Soudain, des combattantes en tenue militaire font irruption au milieu de la place. Elles occupent le rôle des « Unités de protection du peuple » et des « Unités de protection de la femme » (YPG et YPJ), qui contrôlent les zones kurdes de Syrie. C’est un tournant important du conflit en cours en Irak et au Levant qui se rejoue là, place de la Victoire. Les troupes kurdes syriennes et turques passent pour la première fois la frontière irakienne, et interviennent en catastrophe pour libérer Sinjar.
Kurdes et Yezidis
Badia est responsable de l’antenne du parti politique kurde syrien PYD (Parti de l’union démocratique kurde de Syrie, NDRL) à Bordeaux. Sa présence à ce rassemblement est évidente :
« Nous sommes au cœur du sujet. C’est notamment grâce aux Unités de protection du Peuple que Sinjar a été libérée. Nos troupes ont sauvé ce qui pouvait encore l’être. »
Un avis que partage Sévim :
« Notre soutien à la communauté yézidie est aujourd’hui total. Mais il est certain que l’abandon qu’ils ont subi de la part des Peshmergas nous a considérablement rapproché d’eux. Les Kurdes syriens et turcs sont intervenus dans l’urgence, créant ainsi un lien fort entre nos communautés. »
Badia poursuit :
« Politiquement, nous défendons un système fédéral, avec l’autogestion de nos régions. Le peuple yézidi en fait partie, il est normal que nous nous préoccupions d’eux. »
Situation méconnue
Même si ce rassemblement est une commémoration, personne n’oublie que le drame yézidi ne s’aborde pas au passé. On compte encore aujourd’hui plus de 3000 femmes et enfants en captivité dans les rangs de l’EI. Sans oublier que des milliers d’autres sont encore enterrés dans des fosses communes encore inconnues.
« Personne ne peut tout faire, mais tout le monde peut faire un peu. La situation des Yézidis ne doit pas être ignorée, leur cri pour la paix ne doit pas rester inaudible ! » s’exclame une porte-parole au micro.
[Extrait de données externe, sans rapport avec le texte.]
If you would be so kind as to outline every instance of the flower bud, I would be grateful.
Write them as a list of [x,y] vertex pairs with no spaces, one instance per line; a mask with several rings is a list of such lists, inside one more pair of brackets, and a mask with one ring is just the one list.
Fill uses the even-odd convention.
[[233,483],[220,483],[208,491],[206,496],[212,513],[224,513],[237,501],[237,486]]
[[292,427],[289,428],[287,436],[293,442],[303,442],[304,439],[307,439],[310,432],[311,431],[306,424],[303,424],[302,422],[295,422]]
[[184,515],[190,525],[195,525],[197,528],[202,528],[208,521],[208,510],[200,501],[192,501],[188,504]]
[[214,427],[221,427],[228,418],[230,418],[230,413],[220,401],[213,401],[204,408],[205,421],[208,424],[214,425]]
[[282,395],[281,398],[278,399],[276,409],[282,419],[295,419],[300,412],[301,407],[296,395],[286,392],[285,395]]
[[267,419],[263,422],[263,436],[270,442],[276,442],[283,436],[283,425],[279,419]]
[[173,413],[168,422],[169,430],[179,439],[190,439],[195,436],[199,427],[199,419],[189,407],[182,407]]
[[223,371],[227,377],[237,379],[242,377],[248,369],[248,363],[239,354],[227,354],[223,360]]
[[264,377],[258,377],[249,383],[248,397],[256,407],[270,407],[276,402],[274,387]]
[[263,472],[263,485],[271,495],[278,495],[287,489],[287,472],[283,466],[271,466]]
Place de la Victoire, des passants s’arrêtent, attirés par les cris de ces femmes qui se font l’écho des Yézidies en captivité en Syrie ou en Irak. « J’ai mis du temps à comprendre de quoi il s’agissait. J’ai, comme tout le monde je crois, connaissance de ces événements, mais c’est vrai que l’on en parle pas beaucoup », témoigne une passante.
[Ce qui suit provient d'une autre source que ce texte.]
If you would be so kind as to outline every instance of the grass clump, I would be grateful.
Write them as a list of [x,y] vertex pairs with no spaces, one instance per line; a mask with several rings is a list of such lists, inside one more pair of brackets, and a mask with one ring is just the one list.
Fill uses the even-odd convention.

« C’est le but, affirme Sévim. Je pense que grâce à cette bruyante pièce de théâtre, nous avons réussi à porter la voix de cette minorité en souffrance, ici, à Bordeaux. »
La reconnaissance de ce génocide est un enjeu important pour la survie de la communauté yézidie qui se trouve, malgré leur libération et l’expulsion des djihadistes de leur territoire, toujours dans une situation très délicate.
« Partout les mêmes rêves, partout les mêmes souffrances »
Ainsi, selon une Commission d’enquête de l’ONU, le génocide se poursuit actuellement et reste sans réponse, en dépit de l’obligation des États parties à la Convention de 1948 sur la prévention et la répression du crime de « génocide ». « Des milliers d’hommes et de garçons yézidis sont toujours portés disparus et le groupe terroriste continue de soumettre en Syrie quelque 3000 femmes et filles à des violences horribles, y compris des viols et des coups quotidiens », constate la Commission d’enquête.
A Bordeaux comme ailleurs en France, dans ce combat pour la reconnaissance du génocide yézidi, les institutions officielles et les associations de soutien aux droits de l’homme ne sont pas, ou très peu représentées.
« Nous n’avons pas réussi malheureusement à fédérer localement sur cette question, bien qu’il y ait un peu de mouvement au niveau international », concède Sévim.
Badia, elle, compte beaucoup sur la mobilisation des Kurdes :
« Nous sommes divisés sur quatre pays ; nous avons tous le même rêve, nous partageons tous les mêmes souffrances. »
La centaine de personne présente en cette de commémoration l’a promis : personne n’abandonnera la communauté yézidie, dans sa reconstruction qui s’annonce longue et difficile.